Week 11 (July 27 - Aug 2)

2 minute read | Written by Nickil Maveli

We decide to choose “from-to” with a proxmity window of 4 word tokens between “from” and “to” as the initial template of lexical trigger to map it to the construal dimension, Prominence. In addition, we also identify “first-second”, “firstly-secondly” and “here-then”, but could not find much relevant hand gestures in the PATS dataset.

Consider a sample video of a talk show host, Jimmy Fallon, taken from the PATS dataset with a pre-defined start and end time:

Transcript: “with Mexico that players can either travel from the u.s. to Mexico by plane or just walked past the wall that still won’t be built it’s up to you you can choose”

The video frames corresponding to the “from-to” lexical trigger for the anticipated hand gesture are shown below:

Frame 1

**Lexical prompt:** "travel from the"
Handedness	Axis	Shape	Direction	Gesture
Both Hands	Horizontal	Straight	Diagonal right up	Yes

Frame 2

**Lexical prompt:** "u.s. to"
Handedness	Axis	Shape	Direction	Gesture
Both Hands	Horizontal	Straight	Leftward	Yes

Frame 3

**Lexical prompt:** "Mexico by"
Handedness	Axis	Shape	Direction	Gesture
Both Hands	Horizontal	Straight	Diagonal left down	Yes

Frame 4

**Lexical prompt:** "plane"
Handedness	Axis	Shape	Direction	Gesture
Both Hands	Horizontal	Straight	Rightward	Yes

Now, consider a sample video of a talk show host, Seth Meyers, taken from the PATS dataset with a pre-defined start and end time:

Transcript: “$25,000 do you know how short a flight is from DC to Philadelphia if you tried to watch Thelma and Louise on that flight you wouldn’t meet Louie Susan Sarandon on the bar Tyler so tan prices Medicaid patients should lose their health care but has no problem spending tens of thousands of dollars on private jets and he’s not the only one treasury secretary Steve mnuchin also came”
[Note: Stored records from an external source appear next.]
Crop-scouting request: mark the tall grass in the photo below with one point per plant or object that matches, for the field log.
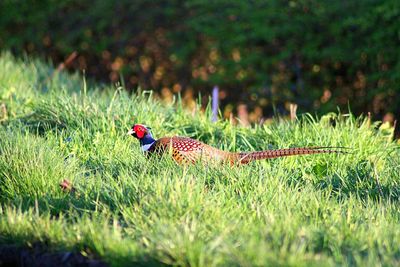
(306, 210)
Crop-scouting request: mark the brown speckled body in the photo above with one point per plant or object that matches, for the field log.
(187, 150)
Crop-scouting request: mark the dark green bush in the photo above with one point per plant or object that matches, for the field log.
(318, 54)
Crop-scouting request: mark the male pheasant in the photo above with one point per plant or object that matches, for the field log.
(187, 150)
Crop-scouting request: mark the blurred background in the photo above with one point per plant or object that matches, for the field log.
(263, 55)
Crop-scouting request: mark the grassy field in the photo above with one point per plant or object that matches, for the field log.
(296, 211)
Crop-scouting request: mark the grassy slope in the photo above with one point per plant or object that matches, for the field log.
(294, 211)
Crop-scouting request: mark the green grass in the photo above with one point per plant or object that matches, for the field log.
(296, 211)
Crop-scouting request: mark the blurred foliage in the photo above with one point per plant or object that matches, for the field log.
(267, 54)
The video frames corresponding to the “from-to” lexical trigger for the unanticipated hand gesture are shown below:

Frame 1

**Lexical prompt:** "flight is from"
Handedness	Axis	Shape	Direction	Gesture
-	-	-	-	No

Frame 2

**Lexical prompt:** "from DC"
Handedness	Axis	Shape	Direction	Gesture
-	-	-	-	No

Frame 3

**Lexical prompt:** "to Philadel"
Handedness	Axis	Shape	Direction	Gesture
-	-	-	-	No

Frame 4

**Lexical prompt:** "elphia"
Handedness	Axis	Shape	Direction	Gesture
-	-	-	-	No

As is evident from these frames, merely relying on the textual component of the “from-to” lexical trigger to identify the hand gestures would not work as different speakers use hand gestures differently for the same lexical context. Hence, the need arises to build a frame-level hand gesture classification system assisted by the lexical trigger.